Immigration to the Kurdistan Region, particularly to the territory of the modern Kurdistan Region of Iraq (KRI), has been a significant part of the region's history.

Its attraction for immigration, especially for refugees and internally displaced persons (IDPs), stems from its relative safety compared to the rest of Iraq, and it has therefore been described as a "safe haven" for many. While the KRI has historically been multiethnic, conflicts in the Middle East during the 21st century have accelerated the arrival of immigrants from diverse backgrounds.

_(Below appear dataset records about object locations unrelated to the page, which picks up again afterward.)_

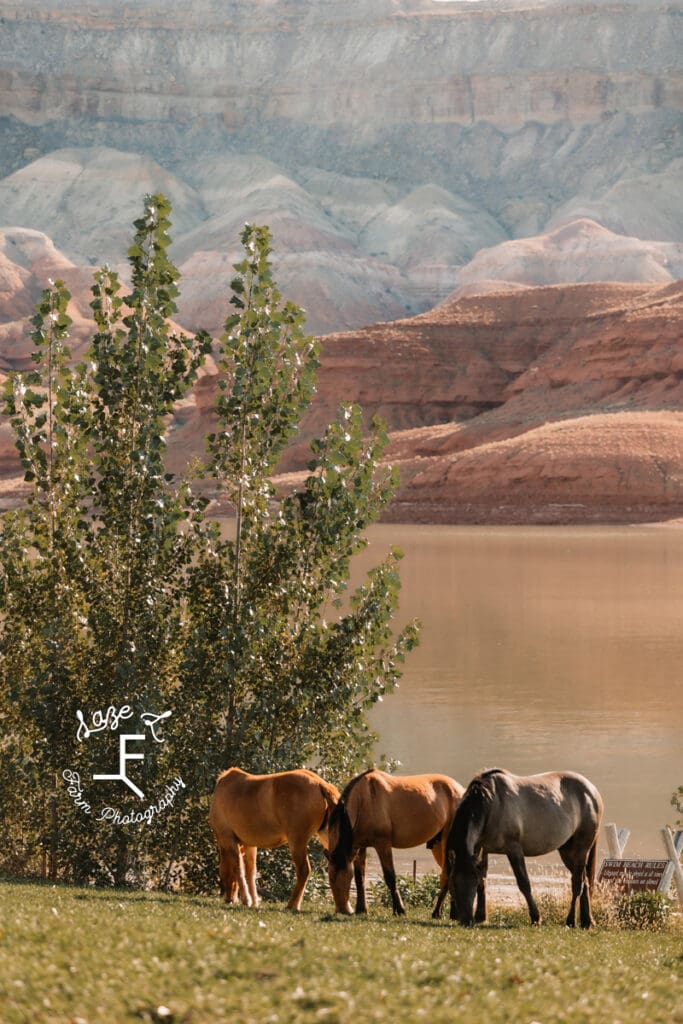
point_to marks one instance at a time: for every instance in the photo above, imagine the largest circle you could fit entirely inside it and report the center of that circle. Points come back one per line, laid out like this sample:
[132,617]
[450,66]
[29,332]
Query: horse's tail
[341,854]
[330,799]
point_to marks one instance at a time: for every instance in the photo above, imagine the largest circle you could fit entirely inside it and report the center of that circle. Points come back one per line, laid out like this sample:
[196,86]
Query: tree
[250,642]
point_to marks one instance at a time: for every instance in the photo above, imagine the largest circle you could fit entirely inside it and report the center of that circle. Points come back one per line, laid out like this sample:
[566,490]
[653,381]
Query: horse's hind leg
[232,875]
[302,867]
[359,879]
[386,860]
[516,858]
[227,880]
[480,910]
[249,853]
[580,866]
[587,891]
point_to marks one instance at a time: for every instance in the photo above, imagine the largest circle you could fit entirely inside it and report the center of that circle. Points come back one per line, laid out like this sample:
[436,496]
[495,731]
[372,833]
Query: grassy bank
[86,955]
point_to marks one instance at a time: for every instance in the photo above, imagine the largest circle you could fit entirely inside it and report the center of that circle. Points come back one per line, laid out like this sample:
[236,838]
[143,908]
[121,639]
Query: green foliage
[644,910]
[117,590]
[203,963]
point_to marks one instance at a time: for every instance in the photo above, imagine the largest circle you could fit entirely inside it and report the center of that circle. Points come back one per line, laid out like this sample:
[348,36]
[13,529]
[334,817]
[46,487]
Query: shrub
[643,910]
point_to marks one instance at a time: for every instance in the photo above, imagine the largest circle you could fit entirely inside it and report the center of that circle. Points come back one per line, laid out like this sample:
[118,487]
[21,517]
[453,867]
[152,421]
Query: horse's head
[340,857]
[466,866]
[463,883]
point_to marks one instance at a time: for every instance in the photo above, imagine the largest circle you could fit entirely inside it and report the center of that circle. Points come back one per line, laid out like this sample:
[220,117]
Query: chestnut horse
[523,816]
[385,811]
[251,811]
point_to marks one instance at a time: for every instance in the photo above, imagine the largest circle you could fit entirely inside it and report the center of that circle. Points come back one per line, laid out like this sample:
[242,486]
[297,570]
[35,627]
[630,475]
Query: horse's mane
[353,782]
[472,810]
[342,852]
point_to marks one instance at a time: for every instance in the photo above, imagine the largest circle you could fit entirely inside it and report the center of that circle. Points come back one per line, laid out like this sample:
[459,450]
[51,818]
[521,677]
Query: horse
[384,812]
[523,816]
[252,811]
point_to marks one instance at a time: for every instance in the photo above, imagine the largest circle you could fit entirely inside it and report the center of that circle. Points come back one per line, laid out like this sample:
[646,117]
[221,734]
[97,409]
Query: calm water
[544,648]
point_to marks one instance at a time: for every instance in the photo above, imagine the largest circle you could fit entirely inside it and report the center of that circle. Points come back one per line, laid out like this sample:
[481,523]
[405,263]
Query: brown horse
[523,816]
[385,811]
[251,811]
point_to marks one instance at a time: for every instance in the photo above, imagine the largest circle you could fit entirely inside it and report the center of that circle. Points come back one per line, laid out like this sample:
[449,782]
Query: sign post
[638,876]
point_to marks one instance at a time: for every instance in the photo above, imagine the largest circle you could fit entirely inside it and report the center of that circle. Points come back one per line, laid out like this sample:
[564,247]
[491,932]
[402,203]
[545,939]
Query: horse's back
[266,810]
[541,812]
[408,810]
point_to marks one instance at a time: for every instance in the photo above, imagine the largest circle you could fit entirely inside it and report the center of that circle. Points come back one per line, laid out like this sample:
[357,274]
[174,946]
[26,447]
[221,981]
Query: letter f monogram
[123,757]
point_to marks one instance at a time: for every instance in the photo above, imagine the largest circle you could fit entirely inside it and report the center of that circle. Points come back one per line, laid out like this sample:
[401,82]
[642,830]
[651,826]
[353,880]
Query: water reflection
[545,648]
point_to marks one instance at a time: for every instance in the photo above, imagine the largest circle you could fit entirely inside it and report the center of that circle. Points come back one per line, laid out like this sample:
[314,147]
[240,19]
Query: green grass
[97,955]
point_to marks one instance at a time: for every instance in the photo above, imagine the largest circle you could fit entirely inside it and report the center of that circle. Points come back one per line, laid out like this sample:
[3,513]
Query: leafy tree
[117,589]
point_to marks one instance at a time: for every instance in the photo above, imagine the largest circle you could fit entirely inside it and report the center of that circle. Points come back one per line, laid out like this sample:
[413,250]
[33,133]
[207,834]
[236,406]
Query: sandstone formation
[381,139]
[466,161]
[548,404]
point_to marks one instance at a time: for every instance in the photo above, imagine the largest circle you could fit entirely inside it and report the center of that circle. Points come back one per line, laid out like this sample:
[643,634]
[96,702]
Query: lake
[544,648]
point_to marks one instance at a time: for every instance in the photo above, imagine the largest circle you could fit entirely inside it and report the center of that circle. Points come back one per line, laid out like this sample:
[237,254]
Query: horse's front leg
[386,860]
[439,855]
[516,858]
[249,853]
[359,879]
[480,911]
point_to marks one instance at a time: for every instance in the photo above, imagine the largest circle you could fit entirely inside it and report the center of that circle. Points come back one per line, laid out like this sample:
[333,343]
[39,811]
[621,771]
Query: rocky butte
[471,175]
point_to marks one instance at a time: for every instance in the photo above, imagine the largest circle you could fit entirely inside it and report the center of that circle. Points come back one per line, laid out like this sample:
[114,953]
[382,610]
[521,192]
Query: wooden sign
[633,876]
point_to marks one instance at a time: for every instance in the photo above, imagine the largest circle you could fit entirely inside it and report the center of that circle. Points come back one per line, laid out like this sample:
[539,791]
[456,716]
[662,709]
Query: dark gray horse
[523,816]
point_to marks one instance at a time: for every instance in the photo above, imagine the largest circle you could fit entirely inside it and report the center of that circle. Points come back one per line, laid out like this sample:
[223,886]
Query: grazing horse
[385,811]
[251,811]
[523,816]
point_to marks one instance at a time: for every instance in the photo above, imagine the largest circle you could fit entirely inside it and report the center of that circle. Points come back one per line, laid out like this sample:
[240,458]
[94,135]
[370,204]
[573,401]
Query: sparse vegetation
[118,593]
[180,958]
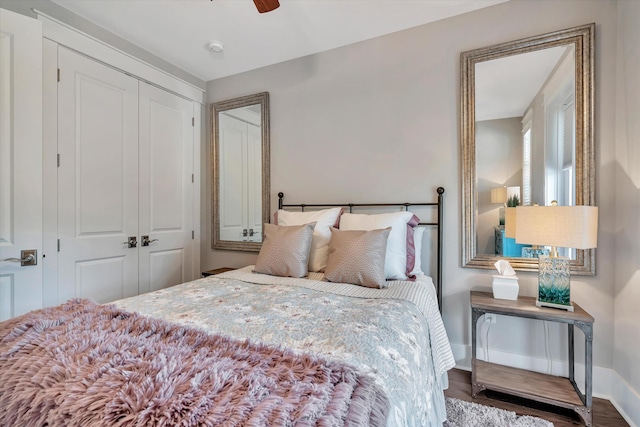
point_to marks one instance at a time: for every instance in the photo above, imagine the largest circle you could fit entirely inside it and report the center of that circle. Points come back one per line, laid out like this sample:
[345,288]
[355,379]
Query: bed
[249,348]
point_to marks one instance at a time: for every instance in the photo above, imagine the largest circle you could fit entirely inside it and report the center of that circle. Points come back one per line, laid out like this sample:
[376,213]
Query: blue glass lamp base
[553,283]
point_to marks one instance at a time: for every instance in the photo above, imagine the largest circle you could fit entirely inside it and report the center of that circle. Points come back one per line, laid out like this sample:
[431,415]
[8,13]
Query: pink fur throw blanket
[84,364]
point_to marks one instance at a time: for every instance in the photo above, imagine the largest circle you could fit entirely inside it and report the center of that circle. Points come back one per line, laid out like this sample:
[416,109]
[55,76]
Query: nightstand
[550,389]
[216,271]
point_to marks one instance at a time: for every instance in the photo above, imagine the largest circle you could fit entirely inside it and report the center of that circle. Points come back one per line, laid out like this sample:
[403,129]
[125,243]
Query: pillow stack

In addition, the region has attracted Kurds from other parts of Kurdistan, as well as migrant workers from Southeast Asia, Africa, and Arabs from other parts of Iraq seeking economic opportunities.

== History ==

After the 2003 invasion of Iraq, the subsequent constitutional recognition of the KRI, and the economic boom following years of isolation, the Kurdistan Region experienced its first significant effects of globalization, as migrant workers arrived from Southeast Asia (Indonesia, the Philippines, Bangladesh), Africa (Ethiopia, Somalia), and other parts of Iraq. This trend was further accelerated by billions of dollars in investment from Turkey and the United States, along with the start of oil extraction in the KRI in 2007. Foreign immigrants typically took low-paying jobs or positions that Kurds would not give to Arabs, due to longstanding animosity. The strong economic growth of the Kurdistan Region and its relative political protection from historically anti‑Kurdish governments further attracted large numbers of Kurds from Iran, Turkey, and Syria. A Kurdish newspaper estimated that around 50,000 Kurds from Turkey were living in the Kurdistan Region in 2009.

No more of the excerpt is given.